Magnolia tamaulipana A. Vázquez

A close relative of the familiar Magnolia grandiflora, this north east Mexican rarity is quietly becoming established in North American and European gardens, but is unlikely to challenge the Southern Magnolia’s status as a garden classic.

The approximately 27 species of Section Magnolia are spread across Mexico, Central America and the southern United States; many new species have been described over recent decades. They seem to be the result of allopatric speciation from a widespread common ancestor (Vázquez-Garcia 1994). M. tamaulipana is probably the closest living relative of M. grandiflora, but differs from it in several technical ways, as well as looking quite different: it has fewer carpels (38–73 vs. 75–90) and stamens (140–145 vs. >250) per flower, the outer tepals are shorter (6.5–9.5 cm vs. 10.5–14.5 cm), and the lower surface of the leaf is covered in minute hairs, rather than the dense, reddish silky hairs so distinctive in M. grandiflora. In horticultural terms M. tamaulipana has the advantage of bronzed or coppery new leaves in some clones, but the growth is usually a bit gawky, not forming a solid mass of foliage. The related M. schiedeana is a smaller tree with a rather more southerly range in Querétaro, Hidalgo, Veracruz, Guerrero and Oaxaca; it has glabrous branchlets, smaller flowers and fewer floral parts. M. tamaulipana has in the past been collected under this name, and M. schiedeana itself is probably not grown in our area (a 1984 seed introduction by James Russell to Britain from Veracruz (Clarke 1988) seems to have come to nothing).

Described scientifically as late as 1994, M. tamaulipana is known from just 5 locations.

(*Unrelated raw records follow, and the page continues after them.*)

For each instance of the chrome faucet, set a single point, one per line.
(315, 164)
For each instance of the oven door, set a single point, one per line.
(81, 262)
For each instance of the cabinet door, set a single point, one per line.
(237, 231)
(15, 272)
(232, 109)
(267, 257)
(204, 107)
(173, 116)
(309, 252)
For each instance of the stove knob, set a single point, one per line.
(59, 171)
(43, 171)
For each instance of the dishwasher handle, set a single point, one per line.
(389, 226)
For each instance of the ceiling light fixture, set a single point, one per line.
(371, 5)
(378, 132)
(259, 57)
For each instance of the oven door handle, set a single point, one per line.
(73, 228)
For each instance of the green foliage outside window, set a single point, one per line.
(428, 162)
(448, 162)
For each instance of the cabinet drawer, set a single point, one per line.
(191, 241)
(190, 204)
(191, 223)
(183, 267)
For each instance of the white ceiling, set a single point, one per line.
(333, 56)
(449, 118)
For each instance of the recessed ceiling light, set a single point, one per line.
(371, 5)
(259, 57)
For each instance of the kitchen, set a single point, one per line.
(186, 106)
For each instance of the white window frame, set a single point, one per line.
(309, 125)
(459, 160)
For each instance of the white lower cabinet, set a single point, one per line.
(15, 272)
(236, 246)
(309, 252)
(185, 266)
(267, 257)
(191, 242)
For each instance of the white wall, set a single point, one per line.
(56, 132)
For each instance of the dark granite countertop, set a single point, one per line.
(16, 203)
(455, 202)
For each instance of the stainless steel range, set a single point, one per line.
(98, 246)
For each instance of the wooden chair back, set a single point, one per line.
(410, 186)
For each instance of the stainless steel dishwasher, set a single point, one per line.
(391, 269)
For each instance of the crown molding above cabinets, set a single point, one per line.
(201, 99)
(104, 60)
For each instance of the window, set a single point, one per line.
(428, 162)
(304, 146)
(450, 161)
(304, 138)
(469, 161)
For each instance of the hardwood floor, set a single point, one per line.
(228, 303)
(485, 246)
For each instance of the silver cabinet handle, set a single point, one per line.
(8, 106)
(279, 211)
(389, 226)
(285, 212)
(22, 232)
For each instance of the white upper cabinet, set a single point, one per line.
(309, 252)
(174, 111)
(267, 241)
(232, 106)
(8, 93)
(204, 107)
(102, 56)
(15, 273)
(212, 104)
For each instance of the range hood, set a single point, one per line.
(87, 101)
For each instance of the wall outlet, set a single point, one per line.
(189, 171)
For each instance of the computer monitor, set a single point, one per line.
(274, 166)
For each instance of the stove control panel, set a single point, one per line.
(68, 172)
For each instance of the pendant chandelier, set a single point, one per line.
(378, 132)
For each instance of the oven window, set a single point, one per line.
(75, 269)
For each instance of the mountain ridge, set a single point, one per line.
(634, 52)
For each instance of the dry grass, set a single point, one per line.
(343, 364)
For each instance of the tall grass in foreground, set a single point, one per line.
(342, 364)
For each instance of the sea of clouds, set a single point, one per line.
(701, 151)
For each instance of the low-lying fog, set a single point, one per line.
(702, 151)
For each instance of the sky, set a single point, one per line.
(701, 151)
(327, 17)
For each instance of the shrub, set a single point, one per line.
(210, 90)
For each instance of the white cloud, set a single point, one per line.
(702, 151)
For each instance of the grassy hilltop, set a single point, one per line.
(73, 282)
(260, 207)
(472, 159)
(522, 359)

The reasons for its great rarity and ongoing decline are unknown, but probably include deforestation and perhaps climate change (IUCN 2021).

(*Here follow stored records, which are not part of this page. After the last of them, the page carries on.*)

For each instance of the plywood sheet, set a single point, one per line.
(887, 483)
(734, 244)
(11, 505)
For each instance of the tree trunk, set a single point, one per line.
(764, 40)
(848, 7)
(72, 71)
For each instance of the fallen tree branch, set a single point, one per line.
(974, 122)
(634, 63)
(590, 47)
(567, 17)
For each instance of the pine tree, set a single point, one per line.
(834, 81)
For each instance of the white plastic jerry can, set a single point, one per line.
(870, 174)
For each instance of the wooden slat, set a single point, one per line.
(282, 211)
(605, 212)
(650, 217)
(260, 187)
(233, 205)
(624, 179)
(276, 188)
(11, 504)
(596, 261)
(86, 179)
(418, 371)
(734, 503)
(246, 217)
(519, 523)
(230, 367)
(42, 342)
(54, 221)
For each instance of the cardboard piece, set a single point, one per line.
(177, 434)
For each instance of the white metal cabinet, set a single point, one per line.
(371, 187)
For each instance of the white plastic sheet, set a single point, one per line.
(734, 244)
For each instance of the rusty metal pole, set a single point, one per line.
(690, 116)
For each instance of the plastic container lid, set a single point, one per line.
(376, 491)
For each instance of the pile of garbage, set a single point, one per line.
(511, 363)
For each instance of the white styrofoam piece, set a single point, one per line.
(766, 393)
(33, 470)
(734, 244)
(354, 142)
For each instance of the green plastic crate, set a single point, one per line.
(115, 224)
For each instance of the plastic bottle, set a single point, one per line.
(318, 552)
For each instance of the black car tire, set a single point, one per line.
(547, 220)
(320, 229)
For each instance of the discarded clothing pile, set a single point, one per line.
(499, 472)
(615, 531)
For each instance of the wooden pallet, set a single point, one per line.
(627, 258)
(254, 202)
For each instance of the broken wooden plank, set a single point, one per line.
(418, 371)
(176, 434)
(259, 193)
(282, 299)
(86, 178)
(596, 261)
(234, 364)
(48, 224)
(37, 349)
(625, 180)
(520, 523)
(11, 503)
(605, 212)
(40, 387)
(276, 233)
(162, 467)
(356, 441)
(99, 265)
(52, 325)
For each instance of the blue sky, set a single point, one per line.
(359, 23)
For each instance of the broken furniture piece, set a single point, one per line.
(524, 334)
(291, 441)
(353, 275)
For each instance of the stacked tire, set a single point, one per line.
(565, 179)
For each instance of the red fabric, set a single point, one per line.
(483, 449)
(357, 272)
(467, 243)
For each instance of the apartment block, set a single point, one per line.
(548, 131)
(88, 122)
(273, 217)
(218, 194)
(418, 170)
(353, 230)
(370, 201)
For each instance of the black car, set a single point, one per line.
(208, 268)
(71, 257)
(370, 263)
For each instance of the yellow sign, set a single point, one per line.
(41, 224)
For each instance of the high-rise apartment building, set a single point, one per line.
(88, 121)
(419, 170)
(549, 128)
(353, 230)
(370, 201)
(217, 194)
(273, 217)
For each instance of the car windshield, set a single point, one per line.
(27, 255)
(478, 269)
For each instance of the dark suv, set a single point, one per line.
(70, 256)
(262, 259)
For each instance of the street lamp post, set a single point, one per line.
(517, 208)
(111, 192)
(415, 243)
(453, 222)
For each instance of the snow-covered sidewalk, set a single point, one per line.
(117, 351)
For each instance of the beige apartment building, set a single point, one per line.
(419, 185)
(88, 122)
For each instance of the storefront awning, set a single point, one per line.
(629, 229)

The flowers are large and sweetly scented, but narrower in outline than those of M. grandiflora, with the tepals being a dirtier white, pinkish brown on their exterior surfaces. They open in the morning and close at night, being male-fertile in the first day and female-fertile during the second: every species of Section Magnolia so far investigated, except M. virginiana, follows this same diurnal pattern (R. Figlar pers. comm. 2022). In a Tamaulipas population, Dieringer et al. (1999) found a remarkably specific pollination system. The major pollinators were a very few species of scarab and staphylinid beetle, the floral reward for scarabs being carbohydrate-rich, low-fibre tepals, while staphylinids fed on pollen. The flowers generated heat which presumably increases scent dissipation; large flowers became warmest (hence a potential selective pressure on flower size), while temperature declined over time. Scarabs were preferentially attracted by the warmest temperatures, during the female phase of the flower.

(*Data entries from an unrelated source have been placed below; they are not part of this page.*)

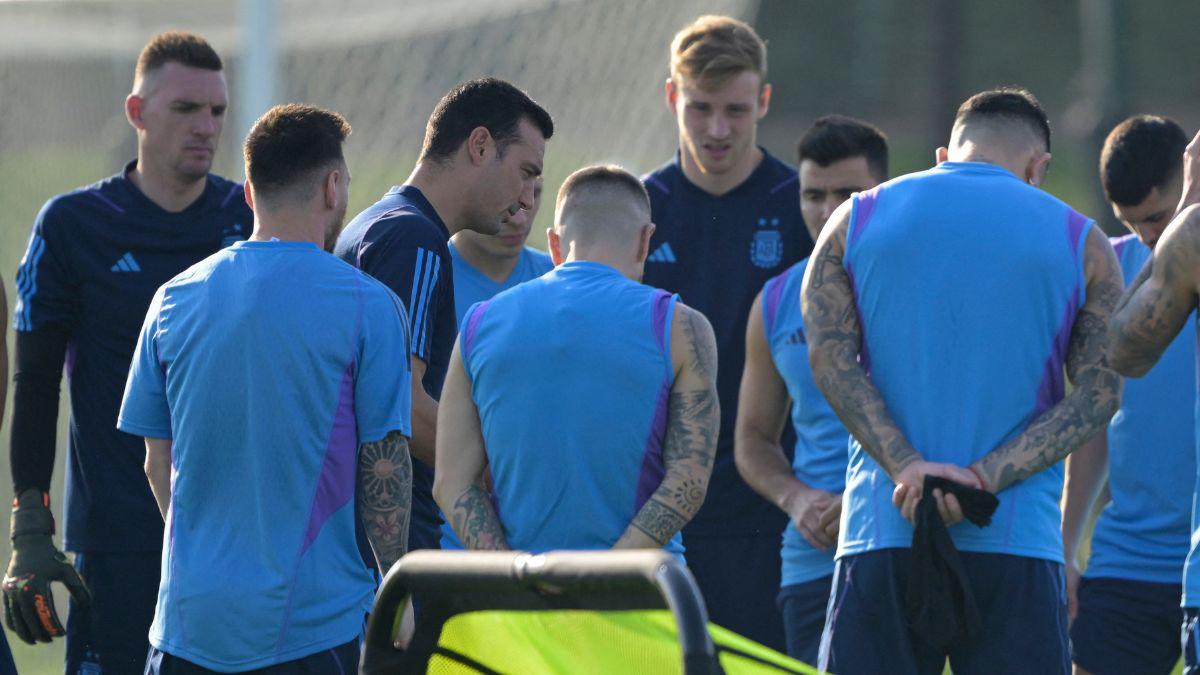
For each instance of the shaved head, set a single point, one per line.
(601, 205)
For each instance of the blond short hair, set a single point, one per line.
(712, 49)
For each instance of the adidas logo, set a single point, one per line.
(126, 263)
(663, 255)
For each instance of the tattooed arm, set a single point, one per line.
(762, 412)
(461, 461)
(385, 496)
(1096, 395)
(694, 417)
(1158, 302)
(835, 341)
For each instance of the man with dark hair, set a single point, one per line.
(726, 221)
(592, 346)
(838, 157)
(485, 264)
(1126, 610)
(483, 154)
(94, 262)
(1159, 302)
(954, 369)
(263, 490)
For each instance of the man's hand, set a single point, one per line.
(910, 487)
(1073, 578)
(807, 508)
(28, 604)
(1191, 174)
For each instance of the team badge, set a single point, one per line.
(767, 249)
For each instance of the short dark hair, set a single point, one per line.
(185, 48)
(605, 175)
(1012, 102)
(487, 102)
(1140, 154)
(838, 137)
(289, 143)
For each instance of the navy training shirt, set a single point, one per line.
(94, 262)
(402, 242)
(717, 254)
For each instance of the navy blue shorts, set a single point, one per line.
(1126, 626)
(111, 635)
(342, 659)
(739, 580)
(803, 607)
(1191, 640)
(1023, 602)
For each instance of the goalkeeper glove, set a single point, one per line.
(28, 604)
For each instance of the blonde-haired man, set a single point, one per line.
(727, 220)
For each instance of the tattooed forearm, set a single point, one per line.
(1159, 300)
(475, 521)
(1097, 387)
(831, 322)
(385, 496)
(694, 418)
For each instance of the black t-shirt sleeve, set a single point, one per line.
(411, 257)
(35, 405)
(47, 290)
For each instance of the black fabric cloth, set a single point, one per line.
(35, 406)
(940, 604)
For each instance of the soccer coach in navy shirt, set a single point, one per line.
(483, 154)
(95, 260)
(729, 219)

It has proved to be remarkably hardy in our North American area, flourishing on the East Coast at least as far north as North Carolina, and on the West Coast as far north as Seattle, surviving brief spells at around –12°C (–18°C in ‘Bronze Sentinel’). This surprising tolerance to cold is explained by the fact that weather fronts carrying cold air from Canada sometimes reach central Mexico, to the extent that many species there are well adapted to cold (Hogan 2008). The other side of the coin, however, is that M. tamaulipana does appreciate a hot summer to flourish. The oldest known cultivated specimen is at Washington Park Arboretum, Seattle, from Meyer & Rogers 2793 of 1948. The tree has flowered there since 1971, and was nearly 9 m tall by 2008 (Hogan 2008). Of several more recent collections, the one giving rise to ‘Bronze Sentinel’ (see below) is the most horticulturally significant.

The species has had a small commercial distribution in Europe. A specimen at Caerhays Castle, Cornwall first flowered in 2019 (Caerhays Estate 2020).